AnalysisDaniel 9 opens with Daniel reading Jeremiah's announcement that the exile will last seventy years (Jeremiah 29:10). Many attempts have been made to get the duration of the exile to match the number seventy. The historical exile, from the destruction of the temple in 587 B.C.E. to the initial return in 538 B.C.E., lasted roughly fifty years. By counting from the beginning of Nebuchadnezzar's reign in 605 B.C.E., the figure gets closer to seventy. By counting from the destruction of the temple to the commencement of its rebuilding in 520 B.C.E., the number grows even closer to seventy, but still does not meet it exactly. We are probably dealing here with a traditional number for massive devastation, seventy years being a full lifetime.
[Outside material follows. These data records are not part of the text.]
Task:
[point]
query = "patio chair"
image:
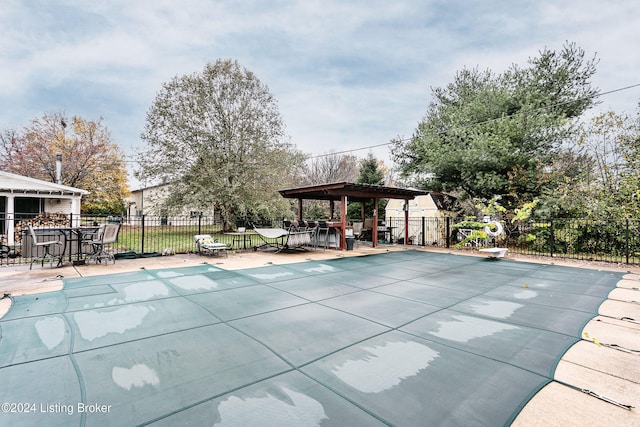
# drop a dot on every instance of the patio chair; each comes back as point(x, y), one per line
point(107, 234)
point(46, 245)
point(206, 245)
point(4, 250)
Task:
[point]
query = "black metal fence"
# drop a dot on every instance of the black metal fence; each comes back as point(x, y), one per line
point(616, 241)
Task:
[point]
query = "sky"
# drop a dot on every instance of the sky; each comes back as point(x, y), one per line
point(347, 75)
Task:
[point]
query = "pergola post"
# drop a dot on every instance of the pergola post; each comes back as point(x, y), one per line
point(343, 222)
point(406, 221)
point(374, 226)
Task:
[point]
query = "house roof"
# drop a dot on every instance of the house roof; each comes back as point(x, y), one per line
point(353, 191)
point(18, 184)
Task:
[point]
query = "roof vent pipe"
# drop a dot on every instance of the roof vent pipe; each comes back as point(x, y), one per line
point(59, 168)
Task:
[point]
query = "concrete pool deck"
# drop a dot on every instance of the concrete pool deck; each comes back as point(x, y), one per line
point(589, 364)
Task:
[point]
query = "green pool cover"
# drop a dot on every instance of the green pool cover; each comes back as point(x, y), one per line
point(401, 338)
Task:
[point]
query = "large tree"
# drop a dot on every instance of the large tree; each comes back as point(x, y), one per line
point(612, 182)
point(486, 134)
point(90, 159)
point(218, 140)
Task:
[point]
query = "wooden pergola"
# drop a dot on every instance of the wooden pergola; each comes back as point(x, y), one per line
point(343, 191)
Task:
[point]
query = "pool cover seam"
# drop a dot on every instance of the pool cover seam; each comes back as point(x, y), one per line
point(291, 365)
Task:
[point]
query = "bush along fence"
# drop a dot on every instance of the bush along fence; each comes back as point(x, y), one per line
point(616, 241)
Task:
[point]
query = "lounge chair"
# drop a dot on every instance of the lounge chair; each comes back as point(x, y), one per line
point(206, 245)
point(283, 239)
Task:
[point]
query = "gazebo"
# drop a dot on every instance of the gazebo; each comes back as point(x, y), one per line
point(343, 191)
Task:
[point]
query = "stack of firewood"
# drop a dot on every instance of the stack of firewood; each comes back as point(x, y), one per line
point(43, 220)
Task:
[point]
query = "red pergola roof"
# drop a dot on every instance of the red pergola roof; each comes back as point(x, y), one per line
point(355, 192)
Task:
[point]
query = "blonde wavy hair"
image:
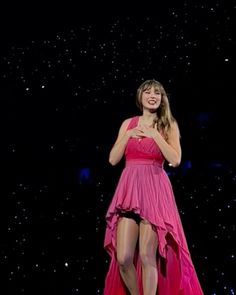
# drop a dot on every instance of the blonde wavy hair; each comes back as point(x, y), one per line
point(164, 115)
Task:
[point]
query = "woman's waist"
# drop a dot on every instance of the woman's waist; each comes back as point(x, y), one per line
point(154, 162)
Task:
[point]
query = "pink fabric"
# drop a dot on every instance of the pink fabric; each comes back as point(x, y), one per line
point(144, 188)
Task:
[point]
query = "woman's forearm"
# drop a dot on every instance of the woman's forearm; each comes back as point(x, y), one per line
point(170, 154)
point(118, 150)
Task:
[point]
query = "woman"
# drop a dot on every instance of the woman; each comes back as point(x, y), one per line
point(144, 235)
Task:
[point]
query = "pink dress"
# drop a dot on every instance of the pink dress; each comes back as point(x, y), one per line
point(145, 189)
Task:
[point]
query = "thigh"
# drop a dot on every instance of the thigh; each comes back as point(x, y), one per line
point(147, 238)
point(127, 236)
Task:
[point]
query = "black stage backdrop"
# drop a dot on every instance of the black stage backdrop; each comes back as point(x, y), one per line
point(67, 84)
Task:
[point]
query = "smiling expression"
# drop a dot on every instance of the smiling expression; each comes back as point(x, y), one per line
point(151, 98)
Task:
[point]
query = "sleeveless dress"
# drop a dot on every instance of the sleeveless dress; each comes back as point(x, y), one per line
point(145, 189)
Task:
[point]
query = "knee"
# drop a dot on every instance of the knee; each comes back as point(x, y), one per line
point(124, 261)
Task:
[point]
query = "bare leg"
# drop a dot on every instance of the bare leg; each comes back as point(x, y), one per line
point(148, 249)
point(127, 236)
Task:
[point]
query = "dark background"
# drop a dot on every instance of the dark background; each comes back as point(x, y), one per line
point(67, 83)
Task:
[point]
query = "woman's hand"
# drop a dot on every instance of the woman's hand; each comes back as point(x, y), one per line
point(135, 132)
point(147, 131)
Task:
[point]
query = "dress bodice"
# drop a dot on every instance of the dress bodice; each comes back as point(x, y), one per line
point(142, 149)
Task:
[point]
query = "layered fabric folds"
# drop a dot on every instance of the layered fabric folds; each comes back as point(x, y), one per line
point(145, 188)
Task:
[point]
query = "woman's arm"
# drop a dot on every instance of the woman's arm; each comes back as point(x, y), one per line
point(118, 148)
point(171, 149)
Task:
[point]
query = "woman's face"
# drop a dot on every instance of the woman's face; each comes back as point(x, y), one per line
point(151, 98)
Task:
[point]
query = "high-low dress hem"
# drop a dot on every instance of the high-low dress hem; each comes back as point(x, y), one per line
point(144, 188)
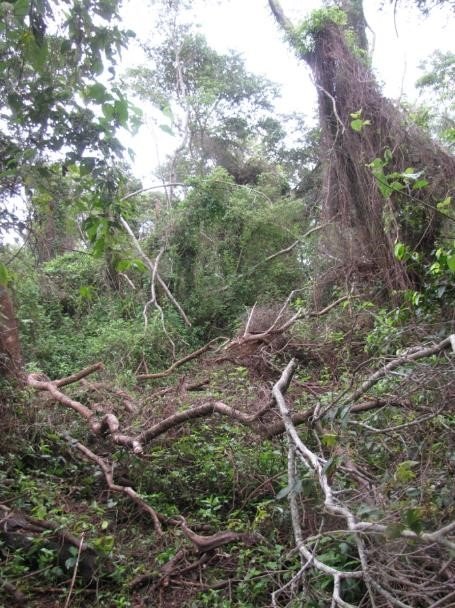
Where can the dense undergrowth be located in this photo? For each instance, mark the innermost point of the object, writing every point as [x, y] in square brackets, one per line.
[216, 473]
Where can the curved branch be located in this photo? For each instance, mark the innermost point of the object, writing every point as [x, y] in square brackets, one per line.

The destruction of Jerusalem was most difficult for Israel to understand because it was understood to be an act of Israel's own God. In the exile, the Israelites had to face the wrath of God in a way that no other event in history had forced them to do. It was God's "no" to their conduct, their "treachery" against God (9.7). The exilic punishment was for the entire community. Even the prophet Ezekiel was included in the deportation to Babylon. The very nature of sin is that it is not merely a personal matter. The very fabric of life is threatened by its existence. The idea of corporate responsibility and confession is a difficult concept for a society that places a high premium on individualism. Daniel's prayer assumes a communal culture.
Daniel's prayer provides a fine model of supplication. Daniel petitions God to act for God's own sake (9:17), out of God's mercy (9:18), and out of regard for the people and city with whom God has identified (9:19). In a sense, God's reputation is on the line, because God has attached God's own name to Israel. However, Daniel has no room for petitioning on the basis of Israel's righteousness. Guilt leads to confession of sins but does not preclude petitioning for changed conditions.
That God responds at all is a sure sign that Daniel is in a covenant relationship with God-there is no doubt about God's forgiveness and acceptance. God's response to Daniel through Gabriel, however, remains cryptic. Unlike such prophets as Isaiah and Jeremiah, Daniel receives a vision that needs interpretation. There has been a shift here from preaching prophets to prophets concerned with interpreting the written word. Here the numbers are symbolic of time periods, but the correlations are elusive. Decoding is not as important as emphasizing the repentance and supplication modeled in this chapter. The latter places one confidently in God's covenantal care. Decoding, in contrast, tends to place emphasis on human ingenuity. Petitioning places the interpretation of the vision in divine hands.